A doença pode acometer também pulmão (doença intersticial pulmonar), pele (eritema nodoso) e rins (glomerulonefrite). O paciente com síndrome de Sjogren está em maior risco de linfoma do tipo MALT. O diagnóstico é feito por meio de clínica com achados laboratoriais, como pode ser visto abaixo:
O item 3 aborda dois escores que avaliam o grau de secura ocular: o ocular straining score e o Bijsterveld score. Já o item 4 aborda o teste de Schimmer, um teste que mede a quantidade de lágrima produzida em 5 minutos. Valores ≤ 5 mm em 5 minutos são sugestivos de olho seco.
O tratamento é direcionado ao quadro clínico. Para os sintomas secos, recomenda-se evitar medicações anticolinérgicas, recomenda-se hidratação oral, mascar chiclete sem açúcar (estimula salivação), colírios lubrificantes, hidratantes corporais, lubrificantes vaginais e pode ser feito agentes colinérgicos (pilocarpina, cevimelina).
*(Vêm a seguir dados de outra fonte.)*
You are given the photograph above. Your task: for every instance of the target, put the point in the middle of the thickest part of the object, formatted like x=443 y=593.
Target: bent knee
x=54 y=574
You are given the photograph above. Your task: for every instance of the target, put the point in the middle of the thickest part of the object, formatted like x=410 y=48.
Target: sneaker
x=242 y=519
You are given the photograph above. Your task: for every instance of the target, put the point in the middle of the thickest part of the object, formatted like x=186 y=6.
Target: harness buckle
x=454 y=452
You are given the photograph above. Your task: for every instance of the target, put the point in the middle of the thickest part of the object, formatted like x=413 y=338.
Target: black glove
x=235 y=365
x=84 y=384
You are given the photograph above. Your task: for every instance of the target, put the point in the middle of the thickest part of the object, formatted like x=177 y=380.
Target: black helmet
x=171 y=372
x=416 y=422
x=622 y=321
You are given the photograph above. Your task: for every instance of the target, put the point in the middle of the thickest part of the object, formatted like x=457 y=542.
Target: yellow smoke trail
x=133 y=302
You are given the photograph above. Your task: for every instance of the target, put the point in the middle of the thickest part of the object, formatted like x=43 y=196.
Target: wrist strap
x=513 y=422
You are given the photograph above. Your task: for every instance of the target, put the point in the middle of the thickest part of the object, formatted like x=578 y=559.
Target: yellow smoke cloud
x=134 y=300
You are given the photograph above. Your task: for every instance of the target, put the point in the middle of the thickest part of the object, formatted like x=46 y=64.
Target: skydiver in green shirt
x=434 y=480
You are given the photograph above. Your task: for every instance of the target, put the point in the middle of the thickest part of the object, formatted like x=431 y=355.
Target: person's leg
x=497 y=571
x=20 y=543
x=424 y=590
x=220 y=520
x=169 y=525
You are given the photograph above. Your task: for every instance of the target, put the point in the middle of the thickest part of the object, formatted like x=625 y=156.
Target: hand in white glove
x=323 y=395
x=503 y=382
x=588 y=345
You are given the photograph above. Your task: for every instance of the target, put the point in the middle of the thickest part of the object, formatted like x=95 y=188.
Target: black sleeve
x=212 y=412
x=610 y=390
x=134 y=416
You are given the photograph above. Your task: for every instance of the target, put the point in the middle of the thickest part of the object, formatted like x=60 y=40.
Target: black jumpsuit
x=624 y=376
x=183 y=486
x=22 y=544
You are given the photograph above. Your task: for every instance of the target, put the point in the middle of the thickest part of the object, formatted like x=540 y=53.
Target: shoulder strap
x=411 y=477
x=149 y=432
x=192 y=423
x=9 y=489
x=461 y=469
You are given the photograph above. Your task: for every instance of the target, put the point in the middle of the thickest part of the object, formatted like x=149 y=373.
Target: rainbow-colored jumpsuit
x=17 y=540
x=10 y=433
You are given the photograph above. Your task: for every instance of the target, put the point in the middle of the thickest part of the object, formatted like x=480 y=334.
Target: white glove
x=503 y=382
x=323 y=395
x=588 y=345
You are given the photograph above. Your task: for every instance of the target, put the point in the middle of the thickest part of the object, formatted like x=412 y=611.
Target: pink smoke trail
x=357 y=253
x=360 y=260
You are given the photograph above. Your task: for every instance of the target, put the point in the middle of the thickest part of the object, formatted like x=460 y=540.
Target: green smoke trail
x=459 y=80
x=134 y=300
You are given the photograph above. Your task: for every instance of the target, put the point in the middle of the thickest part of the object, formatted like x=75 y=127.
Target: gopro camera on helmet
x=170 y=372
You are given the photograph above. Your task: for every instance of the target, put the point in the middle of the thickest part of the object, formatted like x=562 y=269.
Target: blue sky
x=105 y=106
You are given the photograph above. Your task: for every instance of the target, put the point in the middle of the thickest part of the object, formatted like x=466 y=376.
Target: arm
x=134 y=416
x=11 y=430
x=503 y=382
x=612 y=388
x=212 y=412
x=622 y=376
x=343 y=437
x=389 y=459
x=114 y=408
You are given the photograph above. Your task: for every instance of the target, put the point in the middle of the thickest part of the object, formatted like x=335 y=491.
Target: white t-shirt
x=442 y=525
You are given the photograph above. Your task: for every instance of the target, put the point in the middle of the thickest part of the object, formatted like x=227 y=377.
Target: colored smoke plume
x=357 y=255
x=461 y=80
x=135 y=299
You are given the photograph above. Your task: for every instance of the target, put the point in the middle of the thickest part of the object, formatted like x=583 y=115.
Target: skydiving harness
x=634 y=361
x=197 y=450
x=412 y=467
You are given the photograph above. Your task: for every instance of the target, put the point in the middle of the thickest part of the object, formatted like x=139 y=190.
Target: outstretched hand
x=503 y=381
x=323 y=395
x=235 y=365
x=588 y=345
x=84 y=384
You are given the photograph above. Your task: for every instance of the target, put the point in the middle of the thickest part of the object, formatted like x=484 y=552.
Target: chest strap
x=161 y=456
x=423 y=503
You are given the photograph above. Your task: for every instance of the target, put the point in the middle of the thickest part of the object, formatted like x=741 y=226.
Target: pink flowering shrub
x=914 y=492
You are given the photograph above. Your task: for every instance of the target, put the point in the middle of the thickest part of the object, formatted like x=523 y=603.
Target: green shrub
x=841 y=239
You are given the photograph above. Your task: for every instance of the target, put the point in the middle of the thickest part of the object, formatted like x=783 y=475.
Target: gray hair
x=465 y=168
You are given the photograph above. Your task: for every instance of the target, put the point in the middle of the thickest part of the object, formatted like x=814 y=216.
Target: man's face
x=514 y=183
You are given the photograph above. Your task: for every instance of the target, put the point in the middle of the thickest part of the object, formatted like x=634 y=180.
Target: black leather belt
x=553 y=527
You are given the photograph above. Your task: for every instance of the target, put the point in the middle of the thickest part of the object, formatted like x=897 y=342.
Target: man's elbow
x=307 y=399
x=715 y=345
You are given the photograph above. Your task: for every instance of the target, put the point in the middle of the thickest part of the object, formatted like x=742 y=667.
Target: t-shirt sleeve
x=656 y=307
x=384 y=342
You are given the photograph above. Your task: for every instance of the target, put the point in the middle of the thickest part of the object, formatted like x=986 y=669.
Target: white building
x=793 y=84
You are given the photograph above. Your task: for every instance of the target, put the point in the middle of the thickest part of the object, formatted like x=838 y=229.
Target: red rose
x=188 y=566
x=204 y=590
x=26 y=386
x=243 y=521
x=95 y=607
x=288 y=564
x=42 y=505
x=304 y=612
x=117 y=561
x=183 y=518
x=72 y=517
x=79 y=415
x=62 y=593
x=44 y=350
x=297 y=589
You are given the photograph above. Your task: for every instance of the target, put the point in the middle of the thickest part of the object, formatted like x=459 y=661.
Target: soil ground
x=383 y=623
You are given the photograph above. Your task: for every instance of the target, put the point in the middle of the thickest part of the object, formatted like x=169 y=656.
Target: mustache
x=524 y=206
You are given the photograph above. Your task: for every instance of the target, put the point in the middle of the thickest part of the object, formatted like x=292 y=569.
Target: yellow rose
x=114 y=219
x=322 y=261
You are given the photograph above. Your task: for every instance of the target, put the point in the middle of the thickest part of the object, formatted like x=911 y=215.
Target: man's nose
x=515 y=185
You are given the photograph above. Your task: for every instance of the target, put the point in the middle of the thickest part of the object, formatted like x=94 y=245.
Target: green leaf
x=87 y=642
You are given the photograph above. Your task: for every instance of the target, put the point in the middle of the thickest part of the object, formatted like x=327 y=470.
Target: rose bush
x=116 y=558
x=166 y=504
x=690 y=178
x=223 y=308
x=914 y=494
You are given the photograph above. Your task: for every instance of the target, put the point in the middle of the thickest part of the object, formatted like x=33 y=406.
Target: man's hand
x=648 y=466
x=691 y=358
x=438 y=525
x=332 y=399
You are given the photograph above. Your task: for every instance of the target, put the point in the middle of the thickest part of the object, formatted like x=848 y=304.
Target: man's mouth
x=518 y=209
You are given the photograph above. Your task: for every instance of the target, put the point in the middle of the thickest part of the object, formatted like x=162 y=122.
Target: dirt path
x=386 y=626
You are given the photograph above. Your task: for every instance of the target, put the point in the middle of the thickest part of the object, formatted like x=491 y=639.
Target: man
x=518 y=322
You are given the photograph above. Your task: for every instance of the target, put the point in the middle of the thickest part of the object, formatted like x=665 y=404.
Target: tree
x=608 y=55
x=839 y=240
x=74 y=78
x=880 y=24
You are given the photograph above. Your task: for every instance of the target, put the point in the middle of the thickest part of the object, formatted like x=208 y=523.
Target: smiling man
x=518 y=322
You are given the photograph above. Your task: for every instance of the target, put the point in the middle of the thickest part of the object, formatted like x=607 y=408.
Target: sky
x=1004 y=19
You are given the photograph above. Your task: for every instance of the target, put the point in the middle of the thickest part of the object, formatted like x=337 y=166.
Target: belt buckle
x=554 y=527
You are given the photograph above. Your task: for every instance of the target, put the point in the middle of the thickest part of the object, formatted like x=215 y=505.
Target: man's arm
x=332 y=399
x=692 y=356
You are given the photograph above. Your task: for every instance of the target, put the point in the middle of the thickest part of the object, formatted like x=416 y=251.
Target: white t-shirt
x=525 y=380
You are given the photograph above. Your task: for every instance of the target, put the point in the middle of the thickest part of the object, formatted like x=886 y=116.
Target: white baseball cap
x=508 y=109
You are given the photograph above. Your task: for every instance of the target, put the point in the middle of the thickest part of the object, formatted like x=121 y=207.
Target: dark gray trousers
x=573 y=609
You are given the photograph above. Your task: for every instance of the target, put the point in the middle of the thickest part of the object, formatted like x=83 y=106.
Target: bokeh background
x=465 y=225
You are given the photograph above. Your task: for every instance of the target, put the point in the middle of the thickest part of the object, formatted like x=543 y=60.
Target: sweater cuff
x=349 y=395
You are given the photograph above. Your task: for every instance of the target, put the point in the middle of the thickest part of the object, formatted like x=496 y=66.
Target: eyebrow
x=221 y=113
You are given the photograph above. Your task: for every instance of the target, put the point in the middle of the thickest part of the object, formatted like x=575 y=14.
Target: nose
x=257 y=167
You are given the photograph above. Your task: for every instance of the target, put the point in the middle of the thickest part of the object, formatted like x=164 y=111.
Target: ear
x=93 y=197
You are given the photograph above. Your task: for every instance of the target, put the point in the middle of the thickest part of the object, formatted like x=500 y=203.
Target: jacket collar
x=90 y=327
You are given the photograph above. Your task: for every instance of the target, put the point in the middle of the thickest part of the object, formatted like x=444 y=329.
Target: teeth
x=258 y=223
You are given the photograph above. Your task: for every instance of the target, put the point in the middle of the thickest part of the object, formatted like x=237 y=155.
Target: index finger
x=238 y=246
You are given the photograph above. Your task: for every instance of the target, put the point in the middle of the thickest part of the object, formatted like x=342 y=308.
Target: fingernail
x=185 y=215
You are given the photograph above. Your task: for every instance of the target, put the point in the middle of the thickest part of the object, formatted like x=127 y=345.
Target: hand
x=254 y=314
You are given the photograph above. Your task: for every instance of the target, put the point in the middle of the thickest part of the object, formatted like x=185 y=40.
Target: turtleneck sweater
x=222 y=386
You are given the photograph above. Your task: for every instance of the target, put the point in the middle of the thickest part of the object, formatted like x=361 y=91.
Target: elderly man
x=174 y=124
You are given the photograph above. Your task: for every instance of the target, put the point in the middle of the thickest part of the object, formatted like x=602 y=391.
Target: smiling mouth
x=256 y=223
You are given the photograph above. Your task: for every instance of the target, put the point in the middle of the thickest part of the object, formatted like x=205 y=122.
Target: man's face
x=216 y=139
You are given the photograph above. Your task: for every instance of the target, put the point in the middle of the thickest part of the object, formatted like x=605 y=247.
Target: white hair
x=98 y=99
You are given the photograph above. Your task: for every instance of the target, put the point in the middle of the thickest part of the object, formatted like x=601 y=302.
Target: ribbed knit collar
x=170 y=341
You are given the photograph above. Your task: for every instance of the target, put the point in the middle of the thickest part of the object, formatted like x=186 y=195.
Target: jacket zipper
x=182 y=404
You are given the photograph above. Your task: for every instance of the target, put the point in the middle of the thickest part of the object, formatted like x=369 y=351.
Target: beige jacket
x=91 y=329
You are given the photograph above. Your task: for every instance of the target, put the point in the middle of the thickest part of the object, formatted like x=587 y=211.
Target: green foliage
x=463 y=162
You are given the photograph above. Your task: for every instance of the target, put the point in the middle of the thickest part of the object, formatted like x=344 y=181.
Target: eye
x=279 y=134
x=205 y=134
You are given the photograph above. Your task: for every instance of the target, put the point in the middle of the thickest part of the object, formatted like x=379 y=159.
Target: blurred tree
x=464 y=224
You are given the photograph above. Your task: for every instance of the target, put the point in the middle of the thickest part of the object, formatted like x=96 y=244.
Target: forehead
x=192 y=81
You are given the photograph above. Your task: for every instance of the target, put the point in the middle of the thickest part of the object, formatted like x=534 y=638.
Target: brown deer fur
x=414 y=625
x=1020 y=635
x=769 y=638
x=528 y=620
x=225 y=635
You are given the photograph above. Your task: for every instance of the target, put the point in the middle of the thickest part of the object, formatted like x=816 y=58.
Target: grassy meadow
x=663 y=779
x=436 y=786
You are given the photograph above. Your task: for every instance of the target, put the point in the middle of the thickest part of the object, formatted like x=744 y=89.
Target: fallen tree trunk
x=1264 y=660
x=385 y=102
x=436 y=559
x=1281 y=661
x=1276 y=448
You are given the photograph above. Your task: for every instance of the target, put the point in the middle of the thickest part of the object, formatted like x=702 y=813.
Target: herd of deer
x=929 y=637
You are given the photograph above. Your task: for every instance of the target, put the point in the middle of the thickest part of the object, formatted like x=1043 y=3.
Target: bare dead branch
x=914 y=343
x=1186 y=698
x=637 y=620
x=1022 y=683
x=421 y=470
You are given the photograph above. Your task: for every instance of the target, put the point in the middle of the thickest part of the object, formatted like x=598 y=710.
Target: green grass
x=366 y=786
Para os sintomas de artrite, faz-se hidroxicloroquina, metotrexato, rituximabe, micofenolato ou azatioprina. Para demais acometimentos, pode-se fazer corticoterapia associada a ciclofosfamida.
Dermatomiosite
A dermatomiosite é uma miopatia autoimune sistêmica que pode aparecer na vida adulta ou ainda na infância (dermatomiosite juvenil). É caracterizada por quadro cutâneo, de rash facial em sulco nasolabial e os achado típicos de pápulas de Gottron (pápulas sobre articulações dos dedos) e sinal de Gottron (eritema em cotovelos, joelhos e superfícies extensoras). E ainda, heliotrópio (edema e eritema nas pálpebras) e sinal do xale (lesões eritematosas em dorso e cervical em forma de V).
Associada às alterações cutâneas, paciente apresenta-se com quadro de fraqueza muscular progressiva, simétrica e proximal, que pode evoluir com insuficiência respiratória. Além disso, cerca de 40% dos pacientes podem apresentar também doença pulmonar intersticial.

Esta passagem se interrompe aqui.